Our Ovington Square site sits at the intersection of heritage, engineering and modern residential living. In the heart of Knightsbridge, we’re transforming two five-storey townhouses into six high-end apartments — all while retaining the original street-facing façades within a conservation area.
We joined the project in 2019 after the client parted ways with their previous architect, and from that point we’ve taken the scheme through pre-application, planning, technical design, tender and now into construction.
Although the façades hold their historic presence on the square, the buildings behind were in poor condition and had been heavily altered over time. One suffered long-term water ingress and structural deterioration. The most responsible design move was clear: retain the façades and rebuild everything behind them to modern standards of safety, performance and quality.
Façade Retention: Where Architecture Meets Engineering
Façade retention is as much about logistics and engineering as it is about architecture. With the façade standing, every element of construction must pass through existing window and door openings — placing strict limits on plant, materials and sequencing. Temporary works, stability and site logistics become central to the strategy.
Meanwhile, the historic façades require their own careful restoration: repairing brickwork, reinstating mouldings and renewing window surrounds so the character of the building is preserved and strengthened.
Inside, the task becomes one of absolute precision. Modern buildings need thicker floor and wall build-ups, robust fire and acoustic separation, lifts, risers, ventilation and air-conditioning — none of which existed in the original nineteenth-century structure. Aligning these contemporary requirements with historic window positions meant coordinating levels down to the millimetre from basement to roof.
From Two Townhouses to Six Homes
The new layout reimagines the two original houses as a single, unified residential building. A central lift core and circulation route allow all apartments to become dual-aspect and lateral — a major uplift in quality and value.
Even with the subdivision into six units, the homes remain generous. Achieving this meant exceptionally tight coordination between structure, architecture and M&E to protect ceiling heights, contain service zones and minimise any loss of saleable area.

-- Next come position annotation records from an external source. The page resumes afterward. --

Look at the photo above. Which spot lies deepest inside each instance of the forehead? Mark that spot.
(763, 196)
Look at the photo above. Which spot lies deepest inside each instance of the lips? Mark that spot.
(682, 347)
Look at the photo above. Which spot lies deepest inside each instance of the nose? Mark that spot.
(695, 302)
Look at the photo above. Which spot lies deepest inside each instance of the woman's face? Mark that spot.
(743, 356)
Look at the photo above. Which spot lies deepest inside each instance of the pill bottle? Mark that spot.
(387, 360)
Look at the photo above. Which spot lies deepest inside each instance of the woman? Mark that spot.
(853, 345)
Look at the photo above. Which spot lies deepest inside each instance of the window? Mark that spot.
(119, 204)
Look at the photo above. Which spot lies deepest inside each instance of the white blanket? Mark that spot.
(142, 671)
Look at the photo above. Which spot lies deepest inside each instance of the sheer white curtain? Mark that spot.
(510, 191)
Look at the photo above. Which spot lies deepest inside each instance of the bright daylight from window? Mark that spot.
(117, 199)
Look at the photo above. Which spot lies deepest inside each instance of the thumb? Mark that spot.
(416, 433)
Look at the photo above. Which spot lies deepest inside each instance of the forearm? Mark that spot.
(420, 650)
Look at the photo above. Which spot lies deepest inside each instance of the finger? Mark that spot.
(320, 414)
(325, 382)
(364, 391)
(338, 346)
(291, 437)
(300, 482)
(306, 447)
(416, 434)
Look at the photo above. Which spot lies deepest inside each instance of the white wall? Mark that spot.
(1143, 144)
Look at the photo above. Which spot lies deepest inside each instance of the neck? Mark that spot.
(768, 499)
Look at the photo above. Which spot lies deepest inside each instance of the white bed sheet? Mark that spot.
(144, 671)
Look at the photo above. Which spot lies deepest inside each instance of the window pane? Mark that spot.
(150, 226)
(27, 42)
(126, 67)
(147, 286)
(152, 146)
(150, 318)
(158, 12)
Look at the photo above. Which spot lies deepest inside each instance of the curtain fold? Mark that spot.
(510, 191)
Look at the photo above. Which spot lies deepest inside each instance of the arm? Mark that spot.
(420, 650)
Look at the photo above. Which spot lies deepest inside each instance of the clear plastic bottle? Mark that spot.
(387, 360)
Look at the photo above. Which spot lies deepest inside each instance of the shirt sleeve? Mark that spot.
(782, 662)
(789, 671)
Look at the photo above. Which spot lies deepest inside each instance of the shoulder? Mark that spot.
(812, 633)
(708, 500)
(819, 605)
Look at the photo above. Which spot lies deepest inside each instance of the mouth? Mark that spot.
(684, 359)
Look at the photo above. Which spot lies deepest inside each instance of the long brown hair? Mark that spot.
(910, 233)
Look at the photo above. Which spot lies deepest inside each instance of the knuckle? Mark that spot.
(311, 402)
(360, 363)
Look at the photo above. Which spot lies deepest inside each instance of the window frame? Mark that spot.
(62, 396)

We also adopted a future-focused approach to safety and performance. Even where not required by regulation, non-combustible construction is used throughout — giving confidence to both the client and future residents.
Collaboration at Every Level
Interior design is led by Lydia Allen, with Resident coordinating technical integration, detailing, performance and full services alignment. Structural, M&E and façade engineers have worked closely with us to resolve the complexities of building behind a standing façade.
Following extended Party Wall negotiations, construction began with soft-strip in June. The build programme is now forecast at around two years.
A Project About Balance
Ovington Square is ultimately about finding balance:
• between heritage and performance
• between commercial viability and architectural quality
• between historic character and modern standards of living
By retaining what matters most visually and rebuilding what matters most technically, the scheme offers a clear model for how conservation-led developments can still deliver high-quality, future-ready homes.